I sliced the potatoes as thin as possible. Then I chopped up a green onion for flavor. I rubbed the bottom and sides of the cooker thoroughly with butter. I arranged a layer of potatoes in the bottom, added some bits of ham and only a teeny bit of cheese and sprinkled some green onions on as well as some garlic powder. Then I poured some (non-boiling but room temp) milk over it. I repeated this with a second layer, then put on the lid and pressed cook. I had to add more milk a few times so make sure the potatoes were submerged enough to be cooking. In the end it worked out really well, except for the sticking problem I can never solve. Hence the poor presentation on the plate... But my goodness what this lacks in aesthetics it makes up for in flavor. It was SO delicious, brought me back to Grenoble a little bit (though the people of the Dauphine region might be ashamed of this take on their specialty).

 Bon Appetit!

And an old favorite
So, these were all my brave new attempts of the last few days. However, I should mention a staple that is pretty easy and simple that gets me though a lot of my days. Some variation on rice and vegetables. Rice and vegetables with sausage, or with scrambled eggs, or with ham, or with nothing. It's easy (except with eggs, the eggs have to be cooked first, adding a step), and filling and yummy. I usually use garlic powder, salt and butter for flavor, but the chicken and rice sauce I just bought would also be good. Chicken and rice sauce is a sweet, garlicy, gingery, sort of spicy brown sauce. It is put on the steamed chicken version of chicken and rice (the breakfast I'm always talking about). There is a different sauce for the fried chicken version.

Simple but yummy!

So, this is how I'm getting some variety into my diet, and making sure I have enough protein to survive intense mornings in the forest. My mom challenged me to make rice cooker pizza, mostly as a joke I think. But I told her she'd have to try it first before I waste a bunch of money on all the ingredients, which I'm sure will be difficult to find at the Tesco Lotus. So, not sure how interesting this post is to any of you, but perhaps if you ever find yourself forced to survive with only a rice cooker, you'll have a head start. As for myself, I've come a long way from the girl who got here and worried about how on Earth she'd even be able to cook the eggs she had bought.

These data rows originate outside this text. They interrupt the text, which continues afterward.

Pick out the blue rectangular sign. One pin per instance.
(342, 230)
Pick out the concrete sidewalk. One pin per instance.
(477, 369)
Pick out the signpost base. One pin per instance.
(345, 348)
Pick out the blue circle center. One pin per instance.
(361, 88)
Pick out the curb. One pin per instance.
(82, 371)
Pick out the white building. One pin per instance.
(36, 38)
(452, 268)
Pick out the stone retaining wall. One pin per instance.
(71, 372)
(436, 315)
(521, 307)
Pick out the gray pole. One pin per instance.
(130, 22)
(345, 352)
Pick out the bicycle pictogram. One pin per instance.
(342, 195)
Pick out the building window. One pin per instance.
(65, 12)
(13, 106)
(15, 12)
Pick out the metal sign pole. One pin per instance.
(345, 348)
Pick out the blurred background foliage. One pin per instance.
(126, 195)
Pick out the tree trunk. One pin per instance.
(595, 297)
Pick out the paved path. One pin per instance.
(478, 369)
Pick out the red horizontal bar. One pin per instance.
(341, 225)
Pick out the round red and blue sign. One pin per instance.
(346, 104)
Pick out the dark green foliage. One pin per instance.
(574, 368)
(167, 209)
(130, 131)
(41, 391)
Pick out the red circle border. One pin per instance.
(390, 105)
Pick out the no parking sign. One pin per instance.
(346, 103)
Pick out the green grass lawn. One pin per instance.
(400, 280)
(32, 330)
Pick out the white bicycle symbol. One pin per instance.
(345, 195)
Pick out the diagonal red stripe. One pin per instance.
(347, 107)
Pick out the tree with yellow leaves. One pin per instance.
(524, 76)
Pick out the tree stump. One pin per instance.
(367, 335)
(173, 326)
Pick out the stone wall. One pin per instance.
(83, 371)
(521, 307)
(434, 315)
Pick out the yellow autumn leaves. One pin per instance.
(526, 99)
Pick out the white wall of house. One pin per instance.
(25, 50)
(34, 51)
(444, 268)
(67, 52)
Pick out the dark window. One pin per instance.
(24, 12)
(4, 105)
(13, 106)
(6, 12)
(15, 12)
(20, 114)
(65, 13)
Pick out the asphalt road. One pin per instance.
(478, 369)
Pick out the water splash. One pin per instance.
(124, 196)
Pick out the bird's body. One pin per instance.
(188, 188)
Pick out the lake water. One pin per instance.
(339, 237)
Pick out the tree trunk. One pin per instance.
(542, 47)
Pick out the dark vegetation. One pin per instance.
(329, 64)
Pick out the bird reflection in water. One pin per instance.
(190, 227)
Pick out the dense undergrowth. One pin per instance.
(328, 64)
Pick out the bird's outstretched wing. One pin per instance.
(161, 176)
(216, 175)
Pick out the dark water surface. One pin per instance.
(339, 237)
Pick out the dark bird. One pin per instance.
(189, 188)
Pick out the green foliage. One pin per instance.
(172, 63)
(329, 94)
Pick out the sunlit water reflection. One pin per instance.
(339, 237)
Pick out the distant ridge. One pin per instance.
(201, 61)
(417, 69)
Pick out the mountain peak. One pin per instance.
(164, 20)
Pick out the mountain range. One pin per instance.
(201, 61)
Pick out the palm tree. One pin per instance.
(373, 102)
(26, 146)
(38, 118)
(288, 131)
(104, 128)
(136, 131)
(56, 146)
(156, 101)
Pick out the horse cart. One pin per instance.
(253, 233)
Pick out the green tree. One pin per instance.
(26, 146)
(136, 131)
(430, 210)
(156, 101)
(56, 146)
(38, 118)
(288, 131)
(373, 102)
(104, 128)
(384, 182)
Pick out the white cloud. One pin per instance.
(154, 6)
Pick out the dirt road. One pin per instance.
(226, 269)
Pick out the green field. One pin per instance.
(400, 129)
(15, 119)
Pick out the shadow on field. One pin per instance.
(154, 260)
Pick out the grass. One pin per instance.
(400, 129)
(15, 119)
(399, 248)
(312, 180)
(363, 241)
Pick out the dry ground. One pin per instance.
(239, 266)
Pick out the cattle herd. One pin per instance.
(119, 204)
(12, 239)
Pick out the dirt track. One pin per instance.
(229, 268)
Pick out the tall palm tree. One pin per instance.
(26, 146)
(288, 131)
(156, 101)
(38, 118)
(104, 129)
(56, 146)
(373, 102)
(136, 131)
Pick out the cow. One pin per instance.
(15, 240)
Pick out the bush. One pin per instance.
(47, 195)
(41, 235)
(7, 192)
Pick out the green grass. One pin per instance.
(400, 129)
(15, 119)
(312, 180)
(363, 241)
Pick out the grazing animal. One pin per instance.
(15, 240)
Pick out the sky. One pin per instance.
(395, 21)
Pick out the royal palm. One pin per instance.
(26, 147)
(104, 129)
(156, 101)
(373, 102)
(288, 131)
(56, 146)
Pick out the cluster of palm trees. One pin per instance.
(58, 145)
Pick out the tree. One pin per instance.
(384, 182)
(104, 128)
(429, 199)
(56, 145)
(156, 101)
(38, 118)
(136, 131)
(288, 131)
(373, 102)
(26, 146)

  1. Here is how to get your rice cooker bottom to be non-stick: after your food is cooked remove the insert from the cooking element. leave the lid on and let it cool. If you want to eat some take it from the top. In about 10 minutes the stuff on the bottom of the rice cooker will have released its hold and you can lift it off. Even if its burned the steam usually softens it. The key is to get it away from the cooking element as soon as it is cooked.